Published October 20, 2016
Relativity Analytics uses only the documents and fields you provide to make a search index. Generally, one index is built for each workspace. However, if you wish to limit search results to certain document groups or have more than one language in the document set, multiple indexes might give you better results.
- Existing decimal-type field
- The key search is based on text size. Your processing tool might provide the text size. If not, select the document in your search and apply the mass operation.
- Run the mass operation Set Long Text Field Size.
- Choose the long text field that holds your text information and a decimal field to hold the size. This updates a decimal field with the text size in KB.
- Create a saved search of the data and (name it Analytics Data Search or something similar).
- Bring back all text less than 30 MB which translates to “Extracted Text Size is less than 30,000 and Extracted Text Size is greater than 0. (This will return documents that have had this script run and nothing too large that will encumber the system.)
- Ensure that the Extracted Text field is the only one returned.
If the search contains 100,000 documents or more, we recommend you follow the recipe, Sampling for repeated content.
- If the search contains less that 100,000 documents, Set the Minimum number of occurrences to 0.5% of the total population.
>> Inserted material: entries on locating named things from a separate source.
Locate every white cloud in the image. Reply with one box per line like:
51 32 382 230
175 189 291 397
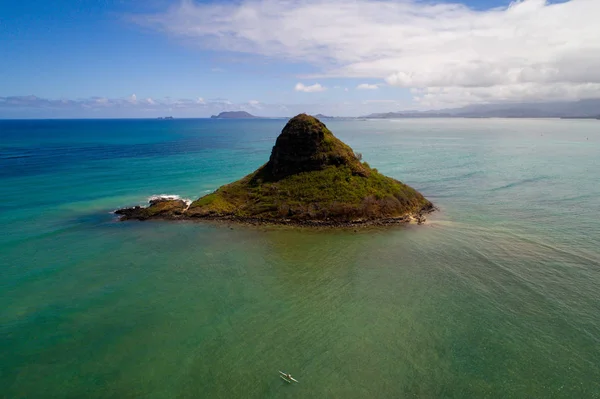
356 83 379 90
294 83 325 93
135 0 600 106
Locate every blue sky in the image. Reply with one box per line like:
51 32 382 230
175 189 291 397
0 0 600 118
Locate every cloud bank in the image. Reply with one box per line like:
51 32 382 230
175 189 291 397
294 83 325 93
356 83 379 90
134 0 600 107
0 95 408 118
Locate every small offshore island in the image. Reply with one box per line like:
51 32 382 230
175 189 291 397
115 114 434 227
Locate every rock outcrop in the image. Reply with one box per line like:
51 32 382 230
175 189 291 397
116 114 434 226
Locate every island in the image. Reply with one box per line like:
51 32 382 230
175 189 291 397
115 114 434 227
210 111 257 119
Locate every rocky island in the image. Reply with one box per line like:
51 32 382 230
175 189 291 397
115 114 434 227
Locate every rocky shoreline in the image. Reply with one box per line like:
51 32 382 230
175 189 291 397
114 197 436 229
115 114 435 228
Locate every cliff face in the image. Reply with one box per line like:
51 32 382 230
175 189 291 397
117 114 433 226
265 114 366 180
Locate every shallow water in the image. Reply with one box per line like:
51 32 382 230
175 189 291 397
0 119 600 398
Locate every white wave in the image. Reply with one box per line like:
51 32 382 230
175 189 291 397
148 194 192 207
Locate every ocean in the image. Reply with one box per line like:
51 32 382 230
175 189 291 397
0 119 600 398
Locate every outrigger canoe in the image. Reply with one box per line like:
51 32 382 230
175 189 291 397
279 371 298 384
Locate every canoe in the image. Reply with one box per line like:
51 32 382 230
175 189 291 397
279 371 298 382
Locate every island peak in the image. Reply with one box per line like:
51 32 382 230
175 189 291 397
116 114 434 227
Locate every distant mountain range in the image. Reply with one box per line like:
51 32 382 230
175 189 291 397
362 99 600 119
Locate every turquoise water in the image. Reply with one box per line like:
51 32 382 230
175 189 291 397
0 119 600 398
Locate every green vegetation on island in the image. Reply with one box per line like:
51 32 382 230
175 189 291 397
117 114 433 225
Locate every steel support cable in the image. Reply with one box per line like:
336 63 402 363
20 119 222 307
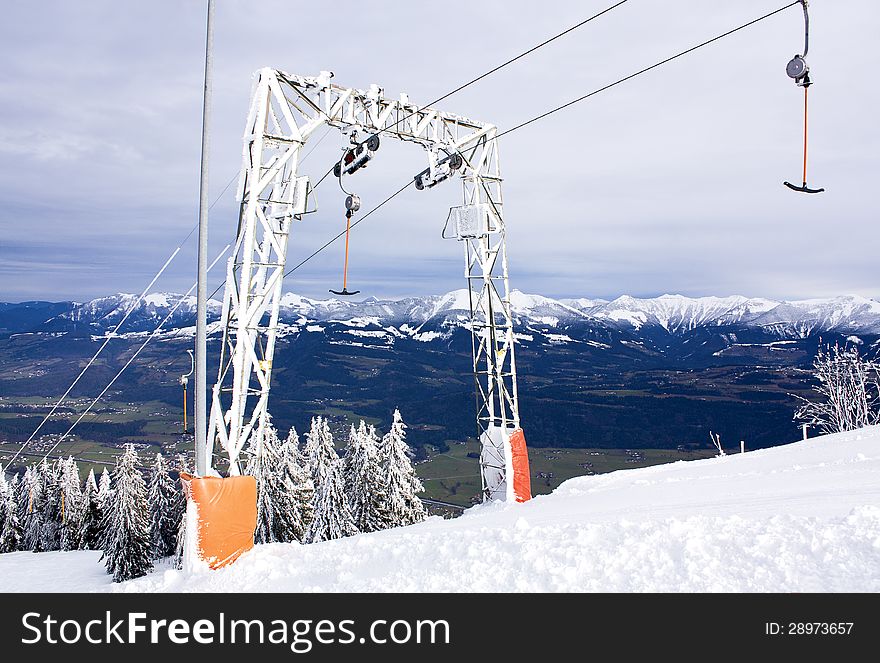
9 245 186 463
3 5 802 472
383 0 628 131
489 0 801 140
43 244 232 458
201 0 629 286
285 0 801 276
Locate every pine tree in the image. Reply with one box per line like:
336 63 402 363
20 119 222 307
343 420 387 532
40 458 61 550
98 466 113 509
0 470 22 553
101 444 153 582
305 417 339 495
306 460 357 543
0 465 11 532
147 454 180 559
79 469 101 550
382 409 425 527
247 424 301 543
19 465 45 552
58 456 85 550
174 454 190 569
280 428 315 542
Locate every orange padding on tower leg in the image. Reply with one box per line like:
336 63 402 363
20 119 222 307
180 472 257 569
510 428 532 502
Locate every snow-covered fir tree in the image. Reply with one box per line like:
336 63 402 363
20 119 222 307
381 409 425 527
19 465 45 552
147 454 180 559
98 466 113 509
343 419 388 532
305 417 339 495
174 454 190 569
58 456 85 550
0 470 22 553
0 465 12 531
101 444 153 582
40 458 61 551
280 428 315 542
79 469 101 550
247 424 302 543
306 459 357 543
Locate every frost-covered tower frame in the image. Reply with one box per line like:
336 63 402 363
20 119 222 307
207 68 519 499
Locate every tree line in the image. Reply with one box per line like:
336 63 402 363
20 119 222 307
0 410 425 582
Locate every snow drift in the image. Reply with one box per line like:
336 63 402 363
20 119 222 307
0 426 880 592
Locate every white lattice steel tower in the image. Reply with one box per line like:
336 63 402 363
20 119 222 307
207 68 519 499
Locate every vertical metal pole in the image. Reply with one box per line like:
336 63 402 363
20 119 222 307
193 0 214 476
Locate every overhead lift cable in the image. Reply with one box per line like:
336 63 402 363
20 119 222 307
284 0 801 276
9 248 180 464
493 0 801 140
8 0 802 470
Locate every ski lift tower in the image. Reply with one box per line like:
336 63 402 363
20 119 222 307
206 68 530 501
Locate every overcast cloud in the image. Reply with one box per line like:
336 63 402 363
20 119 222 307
0 0 880 301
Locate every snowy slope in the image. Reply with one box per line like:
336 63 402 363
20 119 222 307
0 427 880 592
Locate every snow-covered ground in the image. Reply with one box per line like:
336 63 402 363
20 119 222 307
0 426 880 592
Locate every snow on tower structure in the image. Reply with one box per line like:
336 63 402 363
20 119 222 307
207 68 530 501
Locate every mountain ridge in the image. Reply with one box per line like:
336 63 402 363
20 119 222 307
12 289 880 338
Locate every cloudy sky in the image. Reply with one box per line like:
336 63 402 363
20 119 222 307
0 0 880 301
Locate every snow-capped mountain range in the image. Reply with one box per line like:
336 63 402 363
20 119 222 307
31 290 880 339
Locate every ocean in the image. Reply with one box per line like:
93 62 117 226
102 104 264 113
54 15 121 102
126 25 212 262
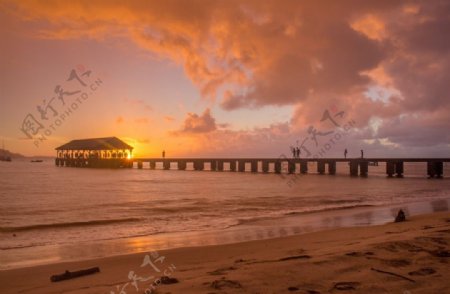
0 159 450 269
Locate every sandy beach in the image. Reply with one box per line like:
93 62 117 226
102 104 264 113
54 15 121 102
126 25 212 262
0 212 450 294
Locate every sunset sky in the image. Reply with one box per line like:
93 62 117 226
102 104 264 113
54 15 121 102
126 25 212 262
0 0 450 157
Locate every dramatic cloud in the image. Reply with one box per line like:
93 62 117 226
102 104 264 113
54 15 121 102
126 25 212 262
173 108 217 134
2 0 450 155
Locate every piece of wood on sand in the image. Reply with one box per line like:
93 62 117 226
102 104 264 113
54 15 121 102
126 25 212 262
50 267 100 282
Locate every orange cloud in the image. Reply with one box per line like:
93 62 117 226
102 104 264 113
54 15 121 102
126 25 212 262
172 108 217 135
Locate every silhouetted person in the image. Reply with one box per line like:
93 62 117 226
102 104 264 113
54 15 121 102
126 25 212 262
395 209 406 223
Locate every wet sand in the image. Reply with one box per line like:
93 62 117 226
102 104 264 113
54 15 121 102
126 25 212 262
0 212 450 294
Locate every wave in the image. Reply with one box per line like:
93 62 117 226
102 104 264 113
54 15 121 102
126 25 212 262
285 204 376 215
228 204 376 227
0 218 142 233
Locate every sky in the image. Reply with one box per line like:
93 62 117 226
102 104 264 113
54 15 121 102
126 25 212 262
0 0 450 157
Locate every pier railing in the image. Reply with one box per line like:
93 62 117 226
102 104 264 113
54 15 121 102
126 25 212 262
55 157 450 178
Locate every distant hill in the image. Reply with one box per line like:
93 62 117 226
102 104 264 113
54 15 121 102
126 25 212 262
0 148 26 158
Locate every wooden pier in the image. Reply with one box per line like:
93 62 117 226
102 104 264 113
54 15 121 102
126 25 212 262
120 158 450 178
55 137 450 178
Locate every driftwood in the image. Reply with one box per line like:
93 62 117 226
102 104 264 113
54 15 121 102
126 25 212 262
50 267 100 282
371 268 416 283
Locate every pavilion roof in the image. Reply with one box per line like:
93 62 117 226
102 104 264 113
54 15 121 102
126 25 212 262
55 137 133 150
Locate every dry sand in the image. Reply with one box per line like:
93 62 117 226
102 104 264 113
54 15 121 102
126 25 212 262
0 212 450 294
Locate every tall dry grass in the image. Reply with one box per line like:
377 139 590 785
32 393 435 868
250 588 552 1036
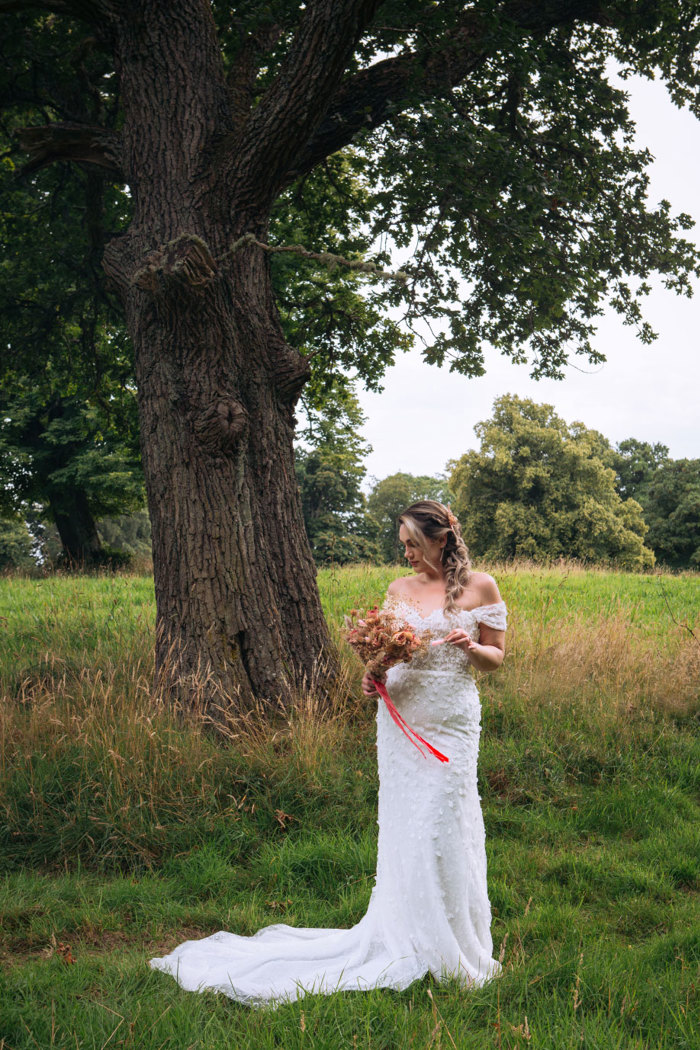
0 571 700 867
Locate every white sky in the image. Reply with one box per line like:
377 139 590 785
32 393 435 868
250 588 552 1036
358 78 700 487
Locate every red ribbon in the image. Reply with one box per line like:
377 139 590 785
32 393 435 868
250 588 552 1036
370 678 449 762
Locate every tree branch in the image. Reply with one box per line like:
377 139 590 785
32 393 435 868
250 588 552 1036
227 0 382 206
16 122 124 179
283 0 610 186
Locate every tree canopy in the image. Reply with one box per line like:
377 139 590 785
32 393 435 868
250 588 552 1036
449 395 654 569
0 0 700 704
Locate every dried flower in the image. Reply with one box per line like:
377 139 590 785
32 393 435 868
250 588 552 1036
345 606 428 679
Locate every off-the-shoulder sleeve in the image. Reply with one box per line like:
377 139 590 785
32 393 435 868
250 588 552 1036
474 602 508 631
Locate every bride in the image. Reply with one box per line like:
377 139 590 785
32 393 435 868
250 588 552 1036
150 500 506 1006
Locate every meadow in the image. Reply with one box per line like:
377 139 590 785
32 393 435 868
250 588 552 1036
0 564 700 1050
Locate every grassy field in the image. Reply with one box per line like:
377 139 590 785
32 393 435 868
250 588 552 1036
0 565 700 1050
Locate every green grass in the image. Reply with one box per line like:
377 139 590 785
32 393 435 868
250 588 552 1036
0 566 700 1050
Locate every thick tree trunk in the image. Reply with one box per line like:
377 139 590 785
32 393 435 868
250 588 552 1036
100 3 332 717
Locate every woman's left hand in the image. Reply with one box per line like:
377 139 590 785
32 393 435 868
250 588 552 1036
443 627 479 656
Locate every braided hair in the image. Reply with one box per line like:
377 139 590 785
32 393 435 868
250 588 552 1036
399 500 471 612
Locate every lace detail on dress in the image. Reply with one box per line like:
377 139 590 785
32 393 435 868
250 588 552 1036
382 594 507 674
150 595 506 1006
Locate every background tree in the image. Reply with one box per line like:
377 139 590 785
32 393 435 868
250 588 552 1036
450 394 654 569
615 438 700 568
614 438 670 506
296 389 378 565
0 129 146 565
0 516 37 571
640 459 700 569
0 0 700 702
367 473 452 562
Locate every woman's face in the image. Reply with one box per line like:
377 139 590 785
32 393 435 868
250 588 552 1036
399 522 446 574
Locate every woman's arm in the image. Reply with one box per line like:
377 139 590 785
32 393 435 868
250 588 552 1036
445 572 506 671
445 624 506 671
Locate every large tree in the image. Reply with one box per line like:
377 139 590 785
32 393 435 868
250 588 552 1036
0 0 700 704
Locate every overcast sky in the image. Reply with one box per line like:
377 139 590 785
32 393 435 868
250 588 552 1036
358 78 700 484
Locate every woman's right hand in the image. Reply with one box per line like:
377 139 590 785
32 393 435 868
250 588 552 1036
362 671 384 696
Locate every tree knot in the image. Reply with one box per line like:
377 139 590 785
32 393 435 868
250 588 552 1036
194 397 248 456
131 233 218 292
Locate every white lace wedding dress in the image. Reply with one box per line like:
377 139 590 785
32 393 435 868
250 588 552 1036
150 599 506 1006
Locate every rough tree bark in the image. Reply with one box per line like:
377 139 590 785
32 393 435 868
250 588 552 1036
96 2 350 714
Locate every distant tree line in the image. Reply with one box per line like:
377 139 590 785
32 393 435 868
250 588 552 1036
0 386 700 570
298 393 700 569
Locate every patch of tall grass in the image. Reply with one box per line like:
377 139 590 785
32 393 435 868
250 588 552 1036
0 565 700 1050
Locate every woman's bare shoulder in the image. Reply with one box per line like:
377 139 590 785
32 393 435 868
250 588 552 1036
470 572 503 605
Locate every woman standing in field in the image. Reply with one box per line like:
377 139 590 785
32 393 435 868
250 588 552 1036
150 500 506 1005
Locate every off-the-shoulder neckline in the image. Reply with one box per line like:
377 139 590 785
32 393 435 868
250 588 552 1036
388 594 506 620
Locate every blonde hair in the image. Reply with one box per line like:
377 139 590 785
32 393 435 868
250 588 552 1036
399 500 471 612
Leave the rest of the settings to the default.
- Review the results of repeated content identification, and flag only the text blocks which correspond to unwanted (non-authored) content.
- Use the Analytics Data Search created above for both training and searchable (unless it is for a very large workspace).
- In the Advanced Settings, ensure that you set Optimize Training Set, Remove English Signatures and Footers, and Email Header Filter to Yes.
- Link the appropriate Repeated Content filter results from Step 5 above.
Note: If you have a large amount of Repeated Content results, typically the results which are most occuring and with the most words will suffice.
The following are explanations of the various settings selected above:
- Email Header Filter - removes email headers throughout email-formatted text.
- Repeated Content - removes blocks of text, such as email footer information. Instances of repeated content may be detected and converted into filters automatically by a structured analytics set.
- Optimize Training Set - this option automatically excludes poor quality index training documents based on an analysis of their text. Commonly excluded content includes extremely large documents and files predominated by tables of numbers, long garbage strings of characters, and a preponderance of symbols (rather than words).
- Remove English Signatures and Footers - this option excludes email signatures and footers when it finds them (although it is intentionally conservative to avoid over-exclusion). This feature works for English signatures and footers only.
- Single word queries tend to not return valid results, except with keyword expansion.
- Analytics indexes are not available for searching when they are in the build phase of an incremental update or if they are completely repopulated. A second inactive index can serve as a backup and will allow for continued access during updates. But remember—this secondary index will take up server space.
- Prior to population, remember to link the desired repeated content filters to the Analytics profile to be used with your index.